Dari serangkaian proses penyelidikan dan penyidikan, pemeriksaan saksi, CCTV hingga hasil autopsi, Ronald akhirnya ditetapkan jadi tersangka dan terancam hukuman 12 tahun penjara.
"Maka kami telah menetapkan status GR dari saksi kami tingkatkan menjadi tersangka. Dengan sangkaan Pasal 351 ayat 3 dan atau Pasal 359 KUHP, ancaman maksimal 12 tahun penjara," ucap Pasma.
Kapolsek Diganti
Saat ini Kapolsek Lakarsantri, Surabaya, Kompol Hakim sudah dicopot dari jabatannya. Kasi Humas Polrestabes Surabaya, AKP Haryoko Widhi mengonfirmasi pencopotan tersebut.
Dia mengumumkan bahwa Kompol Akhyar telah menggantikan posisi Kapolsek Lakarsantri sebagai pelaksana tugas (plt).
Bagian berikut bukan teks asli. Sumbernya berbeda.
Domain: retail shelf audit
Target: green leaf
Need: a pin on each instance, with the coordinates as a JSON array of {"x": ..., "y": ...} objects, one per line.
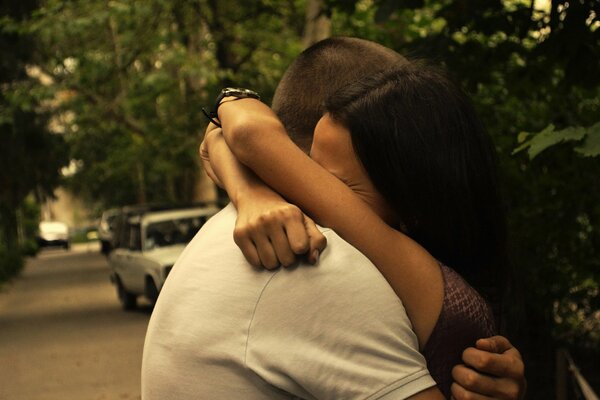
[
  {"x": 591, "y": 146},
  {"x": 549, "y": 137}
]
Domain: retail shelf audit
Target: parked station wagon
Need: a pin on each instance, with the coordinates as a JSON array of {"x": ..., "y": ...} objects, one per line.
[{"x": 149, "y": 242}]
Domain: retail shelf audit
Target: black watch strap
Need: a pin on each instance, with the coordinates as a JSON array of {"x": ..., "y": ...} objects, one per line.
[{"x": 238, "y": 93}]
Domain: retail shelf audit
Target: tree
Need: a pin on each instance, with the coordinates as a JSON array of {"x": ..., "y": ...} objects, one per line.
[{"x": 30, "y": 157}]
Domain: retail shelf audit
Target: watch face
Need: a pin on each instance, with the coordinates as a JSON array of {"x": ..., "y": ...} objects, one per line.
[{"x": 239, "y": 91}]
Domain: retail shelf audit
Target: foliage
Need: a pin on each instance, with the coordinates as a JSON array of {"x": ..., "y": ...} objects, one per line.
[
  {"x": 536, "y": 143},
  {"x": 132, "y": 77},
  {"x": 30, "y": 157}
]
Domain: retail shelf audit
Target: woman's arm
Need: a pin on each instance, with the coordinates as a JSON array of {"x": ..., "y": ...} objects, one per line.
[
  {"x": 258, "y": 139},
  {"x": 268, "y": 230}
]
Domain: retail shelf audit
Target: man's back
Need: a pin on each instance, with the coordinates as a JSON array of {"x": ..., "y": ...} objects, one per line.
[{"x": 223, "y": 329}]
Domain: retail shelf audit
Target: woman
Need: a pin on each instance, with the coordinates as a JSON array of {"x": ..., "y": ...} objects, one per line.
[{"x": 421, "y": 151}]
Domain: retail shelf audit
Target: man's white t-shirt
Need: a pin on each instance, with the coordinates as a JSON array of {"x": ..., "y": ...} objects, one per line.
[{"x": 222, "y": 329}]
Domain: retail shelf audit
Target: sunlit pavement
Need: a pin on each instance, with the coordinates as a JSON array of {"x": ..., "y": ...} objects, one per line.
[{"x": 63, "y": 334}]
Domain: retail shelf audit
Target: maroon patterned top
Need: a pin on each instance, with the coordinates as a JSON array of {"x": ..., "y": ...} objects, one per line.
[{"x": 465, "y": 317}]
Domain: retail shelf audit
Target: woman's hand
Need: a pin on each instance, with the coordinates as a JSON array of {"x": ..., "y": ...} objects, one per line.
[
  {"x": 212, "y": 133},
  {"x": 493, "y": 369},
  {"x": 271, "y": 232}
]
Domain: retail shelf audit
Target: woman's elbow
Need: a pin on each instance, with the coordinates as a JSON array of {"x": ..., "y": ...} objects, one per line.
[{"x": 246, "y": 138}]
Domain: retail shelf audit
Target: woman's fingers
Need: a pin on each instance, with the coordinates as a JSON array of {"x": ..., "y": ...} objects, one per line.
[
  {"x": 247, "y": 247},
  {"x": 468, "y": 382},
  {"x": 495, "y": 356},
  {"x": 317, "y": 240},
  {"x": 281, "y": 245},
  {"x": 460, "y": 393},
  {"x": 278, "y": 236},
  {"x": 494, "y": 368}
]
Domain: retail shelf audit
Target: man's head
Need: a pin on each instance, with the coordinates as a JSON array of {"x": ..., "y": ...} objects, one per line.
[{"x": 320, "y": 71}]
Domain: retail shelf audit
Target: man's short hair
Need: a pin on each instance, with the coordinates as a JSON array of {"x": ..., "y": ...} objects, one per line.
[{"x": 318, "y": 72}]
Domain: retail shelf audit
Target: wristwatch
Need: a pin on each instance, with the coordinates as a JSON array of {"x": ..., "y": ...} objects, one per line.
[{"x": 238, "y": 93}]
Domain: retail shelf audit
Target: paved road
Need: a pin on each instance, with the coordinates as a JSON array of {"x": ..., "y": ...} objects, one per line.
[{"x": 63, "y": 335}]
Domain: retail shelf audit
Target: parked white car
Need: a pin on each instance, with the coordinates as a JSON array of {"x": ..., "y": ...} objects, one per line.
[
  {"x": 53, "y": 233},
  {"x": 150, "y": 243},
  {"x": 106, "y": 230}
]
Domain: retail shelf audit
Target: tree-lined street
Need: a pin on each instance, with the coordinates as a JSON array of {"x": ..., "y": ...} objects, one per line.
[{"x": 63, "y": 334}]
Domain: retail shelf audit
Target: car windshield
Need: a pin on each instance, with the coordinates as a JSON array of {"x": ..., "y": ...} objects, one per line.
[
  {"x": 168, "y": 233},
  {"x": 53, "y": 227}
]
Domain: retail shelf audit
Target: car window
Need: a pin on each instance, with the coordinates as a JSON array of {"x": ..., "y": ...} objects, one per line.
[
  {"x": 135, "y": 242},
  {"x": 168, "y": 233}
]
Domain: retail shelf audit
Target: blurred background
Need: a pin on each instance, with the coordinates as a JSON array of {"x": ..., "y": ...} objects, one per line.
[{"x": 100, "y": 108}]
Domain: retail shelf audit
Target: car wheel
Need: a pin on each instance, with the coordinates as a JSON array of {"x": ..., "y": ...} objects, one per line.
[
  {"x": 105, "y": 247},
  {"x": 151, "y": 290},
  {"x": 127, "y": 299}
]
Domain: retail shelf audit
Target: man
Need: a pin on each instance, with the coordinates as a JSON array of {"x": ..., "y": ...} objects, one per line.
[{"x": 222, "y": 329}]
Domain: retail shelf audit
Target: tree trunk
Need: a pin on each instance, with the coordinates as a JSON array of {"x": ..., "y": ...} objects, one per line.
[
  {"x": 317, "y": 26},
  {"x": 141, "y": 181}
]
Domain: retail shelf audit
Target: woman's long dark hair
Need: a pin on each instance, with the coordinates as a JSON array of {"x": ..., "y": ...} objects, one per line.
[{"x": 428, "y": 154}]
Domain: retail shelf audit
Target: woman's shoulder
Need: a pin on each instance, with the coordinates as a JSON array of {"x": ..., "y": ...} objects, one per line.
[{"x": 464, "y": 306}]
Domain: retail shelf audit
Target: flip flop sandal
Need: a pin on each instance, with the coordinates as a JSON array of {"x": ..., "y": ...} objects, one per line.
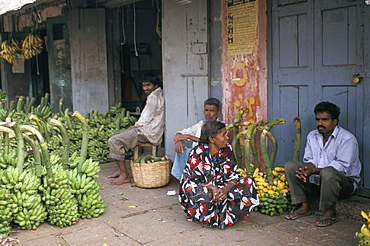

"Pelaksana tugasnya sekarang Pak Akhyar, mantan Kapolsek Tambaksari. Iya itu pelaksana tugasnya, sementara saja," kata Haryoko, saat dikonfirmasi, Senin (9/10).
Haryoko mengklaim pencopotan Hakim tidak terkait dengan kasus kematian DSA, melainkan karena masalah kesehatan yang dialami dua bulan terakhir.
"Enggak [berkaitan dengan kasus Ronald]. Orangnya sakit, opname udah lama itu, sudah dua bulan. Sakit batu empedu, ya kalau sakit gitu kan ada penggantinya," ucapnya.
Selain itu, Kapolrestabes Surabaya Kombes Pol Pasma Royce membantah dugaan intervensi dalam penyelidikan kasus penganiayaan yang dilakukan Gregorius Ronald Tannur (31) terhadap perempuan inisial DSA hingga tewas.
Pasma berkata petugas awalnya tidak mengetahui Gregorius Ronald Tannur merupakan anak anggota DPR RI.
"Terkait dengan yang bersangkutan itu anak pejabat, masih kami lakukan pendalaman lebih lanjut," kata Pasma, saat konferensi pers di Mapolrestabes Surabaya, Jumat (6/10).
Pasma juga menegaskan, pihaknya tak mengalami intervensi apapun saat menangani kasus ini. Meskipun belakangan diketahui Ronald merupakan anak pejabat lembaga tinggi negara.
"Tidak ada [intervensi], kami tetapkan konsisten terkait penanganannya," tegasnya.